The Giver and the Taker

Around this time of the year in AD 31, two people made choices that forever marked their legacy.

A few days before Passover, when Jesus was in Bethany at Simon’s house (for Jesus had healed Simon of his leprosy), a woman came with an alabaster flask of very costly fragrant oil and poured it on Jesus’ head (Matthew 26:7; Mark 14:3; Luke 7:38; John12:3).

But when His disciples saw it, they were indignant, and “they rebuked her harshly” (Mark 14:5).  Specifically, “one of his disciples, Judas Iscariot, who was later to betray him, objected, ‘Why wasn’t this perfume sold and the money given to the poor?  It was worth a year’s wages.’ He did not say this because he cared about the poor but because he was a thief; as keeper of the money bag, he used to help himself to what was put into it” (John 12:4-6).

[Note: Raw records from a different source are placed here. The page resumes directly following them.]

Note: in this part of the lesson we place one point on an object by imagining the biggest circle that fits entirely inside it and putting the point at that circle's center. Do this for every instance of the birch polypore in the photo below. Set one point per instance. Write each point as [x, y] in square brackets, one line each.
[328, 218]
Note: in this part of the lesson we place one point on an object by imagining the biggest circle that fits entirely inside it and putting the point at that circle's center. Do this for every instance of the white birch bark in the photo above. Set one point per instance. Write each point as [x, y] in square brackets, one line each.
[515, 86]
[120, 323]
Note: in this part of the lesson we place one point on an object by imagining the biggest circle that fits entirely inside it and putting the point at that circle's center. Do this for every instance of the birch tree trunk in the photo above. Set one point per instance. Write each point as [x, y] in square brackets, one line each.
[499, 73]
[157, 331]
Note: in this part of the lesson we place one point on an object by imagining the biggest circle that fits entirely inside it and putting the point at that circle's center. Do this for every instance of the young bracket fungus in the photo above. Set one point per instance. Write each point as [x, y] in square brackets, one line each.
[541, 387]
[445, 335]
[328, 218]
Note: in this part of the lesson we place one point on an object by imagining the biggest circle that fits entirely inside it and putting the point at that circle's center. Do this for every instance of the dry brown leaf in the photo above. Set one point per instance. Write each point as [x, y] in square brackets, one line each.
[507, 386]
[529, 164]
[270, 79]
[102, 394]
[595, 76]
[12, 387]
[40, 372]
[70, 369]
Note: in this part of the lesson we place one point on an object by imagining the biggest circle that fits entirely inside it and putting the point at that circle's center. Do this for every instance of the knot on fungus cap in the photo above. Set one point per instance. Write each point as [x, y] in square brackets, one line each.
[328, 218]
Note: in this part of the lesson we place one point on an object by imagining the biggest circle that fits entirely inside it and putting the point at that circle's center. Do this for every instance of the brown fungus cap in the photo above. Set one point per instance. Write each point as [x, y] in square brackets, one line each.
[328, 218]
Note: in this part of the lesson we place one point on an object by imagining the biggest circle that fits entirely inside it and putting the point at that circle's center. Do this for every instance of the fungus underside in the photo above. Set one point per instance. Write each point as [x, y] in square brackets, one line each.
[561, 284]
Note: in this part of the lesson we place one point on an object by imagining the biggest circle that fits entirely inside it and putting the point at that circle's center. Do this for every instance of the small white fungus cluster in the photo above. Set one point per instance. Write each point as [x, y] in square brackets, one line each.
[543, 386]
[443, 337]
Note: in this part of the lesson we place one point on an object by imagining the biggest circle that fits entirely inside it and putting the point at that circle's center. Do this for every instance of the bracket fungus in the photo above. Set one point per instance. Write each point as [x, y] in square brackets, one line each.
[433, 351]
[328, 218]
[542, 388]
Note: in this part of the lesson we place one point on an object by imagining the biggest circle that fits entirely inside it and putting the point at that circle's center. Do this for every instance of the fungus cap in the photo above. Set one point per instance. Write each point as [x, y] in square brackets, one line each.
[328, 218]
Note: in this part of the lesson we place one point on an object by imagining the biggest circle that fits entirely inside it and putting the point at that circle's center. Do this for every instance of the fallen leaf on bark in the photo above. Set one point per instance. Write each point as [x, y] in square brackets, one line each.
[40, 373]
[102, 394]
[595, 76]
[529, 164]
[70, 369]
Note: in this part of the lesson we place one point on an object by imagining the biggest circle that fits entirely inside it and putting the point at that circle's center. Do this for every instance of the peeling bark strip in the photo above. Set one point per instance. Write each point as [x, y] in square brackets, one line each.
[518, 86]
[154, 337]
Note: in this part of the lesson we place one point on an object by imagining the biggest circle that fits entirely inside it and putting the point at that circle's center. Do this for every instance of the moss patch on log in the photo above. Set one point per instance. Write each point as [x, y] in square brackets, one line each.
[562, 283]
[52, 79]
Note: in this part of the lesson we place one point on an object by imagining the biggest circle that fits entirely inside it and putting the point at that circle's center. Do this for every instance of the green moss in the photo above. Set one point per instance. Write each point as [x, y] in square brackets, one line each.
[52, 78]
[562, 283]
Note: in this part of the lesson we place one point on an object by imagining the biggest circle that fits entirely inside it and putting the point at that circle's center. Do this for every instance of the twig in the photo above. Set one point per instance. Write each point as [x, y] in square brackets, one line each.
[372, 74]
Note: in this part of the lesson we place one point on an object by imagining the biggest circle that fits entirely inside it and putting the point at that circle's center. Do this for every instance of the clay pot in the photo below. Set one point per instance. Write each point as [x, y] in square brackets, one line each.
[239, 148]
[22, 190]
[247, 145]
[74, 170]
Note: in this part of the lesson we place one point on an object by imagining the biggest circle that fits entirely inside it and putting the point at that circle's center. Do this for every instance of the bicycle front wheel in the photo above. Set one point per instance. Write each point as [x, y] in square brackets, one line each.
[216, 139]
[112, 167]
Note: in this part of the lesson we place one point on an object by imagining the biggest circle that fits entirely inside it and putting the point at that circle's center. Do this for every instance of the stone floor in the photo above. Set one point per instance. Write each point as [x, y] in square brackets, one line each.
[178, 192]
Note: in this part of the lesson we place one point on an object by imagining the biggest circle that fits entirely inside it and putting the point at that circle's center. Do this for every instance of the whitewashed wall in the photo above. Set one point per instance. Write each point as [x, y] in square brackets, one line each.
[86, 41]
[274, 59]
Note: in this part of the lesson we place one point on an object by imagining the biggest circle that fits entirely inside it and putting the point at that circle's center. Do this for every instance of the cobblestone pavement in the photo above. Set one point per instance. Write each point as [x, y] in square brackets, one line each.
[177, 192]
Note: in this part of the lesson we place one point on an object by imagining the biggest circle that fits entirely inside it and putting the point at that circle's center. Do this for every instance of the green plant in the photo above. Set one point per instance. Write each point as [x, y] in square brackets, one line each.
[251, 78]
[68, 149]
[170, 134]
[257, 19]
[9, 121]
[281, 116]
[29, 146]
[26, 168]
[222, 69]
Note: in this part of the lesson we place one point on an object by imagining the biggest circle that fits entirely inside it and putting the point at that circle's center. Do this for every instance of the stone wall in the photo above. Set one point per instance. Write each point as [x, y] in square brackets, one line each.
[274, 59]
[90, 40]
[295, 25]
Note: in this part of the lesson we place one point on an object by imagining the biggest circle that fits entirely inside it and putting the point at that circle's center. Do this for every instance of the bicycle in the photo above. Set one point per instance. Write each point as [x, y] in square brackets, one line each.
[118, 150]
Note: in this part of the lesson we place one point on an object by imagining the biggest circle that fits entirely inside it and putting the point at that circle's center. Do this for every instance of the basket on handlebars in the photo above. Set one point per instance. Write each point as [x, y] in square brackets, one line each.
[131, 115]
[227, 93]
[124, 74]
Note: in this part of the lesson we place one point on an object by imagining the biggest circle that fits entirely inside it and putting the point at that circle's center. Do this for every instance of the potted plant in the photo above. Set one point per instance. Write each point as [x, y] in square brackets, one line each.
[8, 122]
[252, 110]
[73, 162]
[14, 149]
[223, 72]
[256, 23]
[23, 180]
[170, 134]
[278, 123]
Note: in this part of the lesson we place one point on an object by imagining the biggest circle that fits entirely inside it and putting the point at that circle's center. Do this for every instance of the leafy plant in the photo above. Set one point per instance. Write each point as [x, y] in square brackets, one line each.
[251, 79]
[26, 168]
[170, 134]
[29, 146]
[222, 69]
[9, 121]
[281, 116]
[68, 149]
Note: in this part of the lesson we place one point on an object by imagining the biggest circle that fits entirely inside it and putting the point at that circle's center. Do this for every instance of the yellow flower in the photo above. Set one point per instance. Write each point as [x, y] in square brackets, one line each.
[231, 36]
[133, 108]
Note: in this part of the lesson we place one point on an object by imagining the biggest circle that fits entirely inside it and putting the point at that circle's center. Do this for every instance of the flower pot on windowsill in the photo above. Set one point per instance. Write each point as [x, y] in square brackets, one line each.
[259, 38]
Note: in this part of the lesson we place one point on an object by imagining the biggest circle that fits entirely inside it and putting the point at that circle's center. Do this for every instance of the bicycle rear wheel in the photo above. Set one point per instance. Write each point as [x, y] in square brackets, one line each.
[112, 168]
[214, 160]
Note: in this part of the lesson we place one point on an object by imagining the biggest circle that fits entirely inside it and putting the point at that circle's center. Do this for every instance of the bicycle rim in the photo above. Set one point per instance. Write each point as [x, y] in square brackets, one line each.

But Jesus stands up for her.  “Leave her alone,’ said Jesus. ‘Why are you bothering her? She has done a beautiful thing to me . . . She did what she could. She poured perfume on my body beforehand to prepare for my burial. Truly I tell you, wherever the gospel is preached throughout the world, what she has done will also be told, in memory of her” (Mark 14:6-9).  Jesus tells her, “Your sins are forgiven… Your faith has saved you; go in peace” (Luke 7:48-50).

Meanwhile, “one of the Twelve – the one called Judas Iscariot – went to the chief priests and asked, ‘What are you willing to give me if I deliver him over to you?’ so they counted out for him thirty pieces of silver.  From then on Judas watched for an opportunity to hand Him over” (Matt 26:14-16).

How ironic, that this woman, who was known to be a great sinner, sacrificed to honor Jesus, while Judas, one of Jesus’ twelve disciples, betrayed Jesus to receive 30 pieces of silver.

One looked for opportunities to give; the other looked for opportunities to gain. One sought to honor Jesus; the other sought to betray Him.

Which one are we?  Do we think about what to give to Jesus, how we can honor Him?  Or is our preoccupation primarily with what we can gain and receive?

As we think, so we are.  Our hearts reveal our true character.

The woman went home in peace, forgiven and affirmed.  Her story is recorded in all four gospels as a testimony to her faith and Jesus’s faithfulness.  Judas’ end is tragically well-known.

When the little seeds of selfishness spring up in our hearts, we must immediately ask God to root them out – and to inspire in us a love that seeks first to give than to receive.

Father God, please forgive me if I have been a Judas today. Help me to think not of my own gain but to focus my thoughts and affections on how to please You.  You are worthy of all worship. In Jesus’ name I pray, Amen.